R&T Vintage Review: Lancia Beta Montecarlo – Lost In Translation

One of the more readily forgotten chapters of the 70s was Lancia’s push for a share of the lower-premium import market. Lancias had of course been imported since the 1950s, but were always a relatively expensive rarity, which was in keeping with their exceptional engineering and quality. But after Fiat acquired (read: rescued) Lancia, it naturally had to rationalize what had been a very un-rational operation. That meant Lancias that shared as much as possible with Fiat.

The Beta was the most important result of that, and the Beta Montecarlo (spelled as one word) mid-engined sports car actually started out as a Fiat project, the X 1/20, a larger version of the X 1/9. But the project was given to Lancia to round out its Beta sedan and coupe program, and made for a quite interesting and capable new entrant in the market. Veteran driver/reviewer Paul FrΓ©re tested it in Europe ahead of its US introduction in the fall of 1975. And its name had to be changed to Scorpion at the last minute, as it was clearly stepping on Chevrolet’s turf. And along with the name change came a number of other unfortunate changes that drastically dimmed its prospects in the US.

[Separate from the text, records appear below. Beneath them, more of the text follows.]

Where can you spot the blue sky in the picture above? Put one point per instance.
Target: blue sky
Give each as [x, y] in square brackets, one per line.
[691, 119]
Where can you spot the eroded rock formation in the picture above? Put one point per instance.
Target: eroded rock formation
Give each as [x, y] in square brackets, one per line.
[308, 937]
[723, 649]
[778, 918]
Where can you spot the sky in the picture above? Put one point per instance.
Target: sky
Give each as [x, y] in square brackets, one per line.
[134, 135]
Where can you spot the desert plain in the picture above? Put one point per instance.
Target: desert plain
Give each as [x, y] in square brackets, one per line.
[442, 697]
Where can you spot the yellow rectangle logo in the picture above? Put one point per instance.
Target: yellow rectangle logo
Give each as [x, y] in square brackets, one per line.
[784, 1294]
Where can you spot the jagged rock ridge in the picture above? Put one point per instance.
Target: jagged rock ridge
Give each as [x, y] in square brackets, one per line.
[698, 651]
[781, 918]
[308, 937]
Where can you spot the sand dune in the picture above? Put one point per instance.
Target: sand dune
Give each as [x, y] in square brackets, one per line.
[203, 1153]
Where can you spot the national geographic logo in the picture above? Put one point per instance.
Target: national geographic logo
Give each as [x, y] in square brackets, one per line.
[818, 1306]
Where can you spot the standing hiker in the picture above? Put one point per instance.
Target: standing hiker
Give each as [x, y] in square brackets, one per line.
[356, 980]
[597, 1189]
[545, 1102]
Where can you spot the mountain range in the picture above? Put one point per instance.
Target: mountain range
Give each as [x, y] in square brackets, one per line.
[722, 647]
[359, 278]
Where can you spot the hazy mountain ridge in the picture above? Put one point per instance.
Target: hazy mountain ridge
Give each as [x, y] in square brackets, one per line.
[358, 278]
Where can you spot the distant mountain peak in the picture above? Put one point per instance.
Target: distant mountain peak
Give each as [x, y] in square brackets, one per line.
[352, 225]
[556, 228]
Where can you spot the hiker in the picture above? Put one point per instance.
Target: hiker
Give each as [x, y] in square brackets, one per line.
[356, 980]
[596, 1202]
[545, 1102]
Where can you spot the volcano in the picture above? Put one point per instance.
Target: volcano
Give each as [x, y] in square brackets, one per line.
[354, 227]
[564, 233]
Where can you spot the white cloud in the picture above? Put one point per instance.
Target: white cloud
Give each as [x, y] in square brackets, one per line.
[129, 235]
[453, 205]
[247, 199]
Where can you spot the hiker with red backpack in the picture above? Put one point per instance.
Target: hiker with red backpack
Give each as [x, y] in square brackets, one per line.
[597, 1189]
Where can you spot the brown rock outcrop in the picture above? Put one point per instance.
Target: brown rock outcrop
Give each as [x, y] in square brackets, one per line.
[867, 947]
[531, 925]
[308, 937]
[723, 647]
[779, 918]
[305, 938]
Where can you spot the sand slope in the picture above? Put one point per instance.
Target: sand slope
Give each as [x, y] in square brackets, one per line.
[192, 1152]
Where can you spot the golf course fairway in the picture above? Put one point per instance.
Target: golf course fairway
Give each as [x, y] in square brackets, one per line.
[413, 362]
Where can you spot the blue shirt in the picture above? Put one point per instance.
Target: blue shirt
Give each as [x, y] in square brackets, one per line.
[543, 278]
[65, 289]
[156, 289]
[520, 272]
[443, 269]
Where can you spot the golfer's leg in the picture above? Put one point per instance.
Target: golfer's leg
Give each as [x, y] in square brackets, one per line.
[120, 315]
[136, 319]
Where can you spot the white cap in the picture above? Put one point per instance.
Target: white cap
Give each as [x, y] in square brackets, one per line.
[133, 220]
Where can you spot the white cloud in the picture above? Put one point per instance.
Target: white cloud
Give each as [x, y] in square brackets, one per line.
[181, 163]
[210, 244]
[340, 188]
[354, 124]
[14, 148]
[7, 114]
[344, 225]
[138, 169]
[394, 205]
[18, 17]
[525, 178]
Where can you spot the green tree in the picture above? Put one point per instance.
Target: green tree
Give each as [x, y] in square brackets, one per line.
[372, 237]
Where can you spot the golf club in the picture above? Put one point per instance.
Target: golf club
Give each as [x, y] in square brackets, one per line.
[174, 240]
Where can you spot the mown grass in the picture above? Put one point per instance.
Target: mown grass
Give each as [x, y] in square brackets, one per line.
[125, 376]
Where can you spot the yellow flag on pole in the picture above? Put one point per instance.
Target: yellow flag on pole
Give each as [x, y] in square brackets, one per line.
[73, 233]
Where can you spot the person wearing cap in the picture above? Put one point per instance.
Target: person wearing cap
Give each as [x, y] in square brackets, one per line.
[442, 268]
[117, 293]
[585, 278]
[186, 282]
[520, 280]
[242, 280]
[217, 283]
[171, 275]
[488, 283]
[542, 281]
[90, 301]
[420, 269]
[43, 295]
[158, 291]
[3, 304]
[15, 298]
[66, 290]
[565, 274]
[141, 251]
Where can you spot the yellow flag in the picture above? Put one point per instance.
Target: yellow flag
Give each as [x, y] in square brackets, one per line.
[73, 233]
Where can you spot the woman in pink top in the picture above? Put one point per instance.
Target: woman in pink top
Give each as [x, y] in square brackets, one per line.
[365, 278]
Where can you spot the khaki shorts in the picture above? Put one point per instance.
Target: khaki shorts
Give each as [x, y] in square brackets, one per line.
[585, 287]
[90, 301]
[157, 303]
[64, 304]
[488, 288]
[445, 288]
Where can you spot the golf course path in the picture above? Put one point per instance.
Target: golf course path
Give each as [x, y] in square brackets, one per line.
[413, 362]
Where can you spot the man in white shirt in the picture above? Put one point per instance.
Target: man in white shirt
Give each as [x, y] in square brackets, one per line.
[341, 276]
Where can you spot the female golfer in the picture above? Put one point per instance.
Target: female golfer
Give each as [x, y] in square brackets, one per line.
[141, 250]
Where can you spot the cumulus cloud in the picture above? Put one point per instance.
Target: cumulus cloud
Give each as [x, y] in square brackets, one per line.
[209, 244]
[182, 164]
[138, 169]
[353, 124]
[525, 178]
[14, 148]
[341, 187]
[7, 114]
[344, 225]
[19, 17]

Pininfarina was not only responsible for the Montecarlo’s styling, but developed the whole car from scratch under a contract with Fiat, and built it wholly too, a first for Pininfarina. As such, it shared very little with the other members of the Beta family.

The Monte Carlo/Scorpion had a lot of positives: a handsome design by Pininfarina, a five speed stick, and terrific handling. Unfortunately, because of the US emission standards, the US-market Scorpion came with a severely-emasculated 81 hp 1756 cc engine instead of the quite lively 2 liter four as tested here. That put a crimp on its appeal and success. And since the suspension had to be jacked up to meet bumper regulations, its handling was also compromised. US-spec headlights meant the clean front end had to be ruined. An issue with overly-boosted brakes led to criticism and the Montecarlo/Scorpion was withdrawn from the market in 1979 and re-launched in 1980. But by 1981, it was all over.

Rust was a major issue on the cars too, and has led to a low survivor rate. It’s been quite a while since i saw one, although they were not uncommon in California at the time.


A promising start, as documented here, turned out to be a pretty major failure.